Erzsi memandangnya dan langsung menemukan; orang ini tulus. Barangkali adalah sebuah bakat, barangkali sebuah naluri karena perasaan hatinya terlalu kuat, atau hanya percikaan emosi sesaat, tetapi dia selalu bisa menilai seseorang dari caranya memandang orang asing.

"Kau berasal dari mana?" Erzsi bermain sesuka hatinya.

"Mm, hm. Brandenburg, Jerman."

"Kalau begitu," senyum Erzsi sangat diplomatis, "kau yang kurang jalan-jalan. Aku beli ini di Jerman."

Gilbert tertawa waktu itu. "Heeei, aku berada di Inggris di separuh hidupku."

Erzsi tertawa, sengaja membuat suaranya terdengar merendahkan. Bagaimanapun, hal itu menarik. Serangkaian pembicaraan yang mengalir begitu saja, seolah mereka adalah dua sosok hasil reinkarnasi yang merupakan belahan jiwa di kehidupan sebelumnya.

Pada kenyataannya; satu, Erzsi tak pernah percaya pada kelahiran kembali, dan, dua, Erzsi tak bisa sepenuhnya trauma pada pembicaraan pertama.

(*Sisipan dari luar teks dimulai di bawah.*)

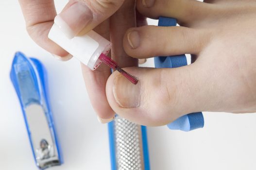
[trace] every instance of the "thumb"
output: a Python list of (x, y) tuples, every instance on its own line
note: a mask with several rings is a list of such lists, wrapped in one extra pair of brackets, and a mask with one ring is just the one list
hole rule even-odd
[(121, 117), (149, 126), (165, 125), (185, 114), (200, 111), (204, 102), (191, 66), (171, 69), (126, 68), (138, 78), (136, 85), (115, 71), (107, 83), (108, 102)]
[(54, 19), (69, 38), (85, 34), (112, 16), (124, 0), (70, 0)]

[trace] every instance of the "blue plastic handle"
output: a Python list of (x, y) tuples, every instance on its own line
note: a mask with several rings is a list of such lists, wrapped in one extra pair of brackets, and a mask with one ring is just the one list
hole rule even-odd
[[(177, 20), (175, 18), (160, 17), (158, 26), (163, 27), (176, 26)], [(188, 65), (185, 54), (168, 57), (156, 57), (154, 58), (156, 68), (175, 68)], [(190, 113), (183, 116), (174, 121), (167, 125), (172, 130), (189, 131), (203, 128), (205, 121), (202, 112)]]
[(47, 78), (45, 68), (37, 59), (27, 58), (22, 53), (17, 52), (13, 59), (10, 76), (21, 106), (27, 131), (36, 165), (41, 170), (50, 167), (50, 165), (46, 165), (45, 167), (40, 167), (36, 159), (35, 148), (33, 146), (32, 134), (25, 112), (27, 107), (34, 103), (41, 105), (45, 112), (48, 128), (57, 150), (58, 160), (59, 160), (59, 162), (52, 162), (52, 163), (53, 164), (54, 163), (54, 166), (60, 165), (63, 163), (63, 160), (54, 127), (52, 114), (48, 102)]

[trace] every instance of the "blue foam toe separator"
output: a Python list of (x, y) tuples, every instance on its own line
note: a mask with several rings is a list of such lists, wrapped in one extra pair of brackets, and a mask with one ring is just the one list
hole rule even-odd
[[(158, 26), (163, 27), (176, 26), (177, 20), (175, 18), (160, 17)], [(188, 65), (185, 54), (169, 57), (154, 57), (154, 64), (156, 68), (175, 68)], [(205, 121), (202, 112), (190, 113), (183, 116), (167, 125), (171, 129), (189, 131), (204, 127)]]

Erzsi tak begitu suka menulis sesuatu yang ia temukan pada suatu hari di tempat tertentu. Pada akhirnya hal remeh-temeh itu akan terlupakan, menurutnya, dan hal-hal yang penting dapat menemukan jalannya sendiri untuk tetap berada di memori.

Akan tetapi, sore itu, setelah dia tiba di titik paling selatan Skotlandia, dia mau menuruti apa mau Gilbert,

"Aku sedang memulai petualanganku keliling Uni Eropa. Maukah kau menuliskan namamu dan kesanmu tentang hari ini," Gilbert memamerkan sebuah buku catatan bersampul cokelat dan bergambar sketsa tepian Jerman, "di sini. Cukup satu halaman, oke? Kau orang pertama."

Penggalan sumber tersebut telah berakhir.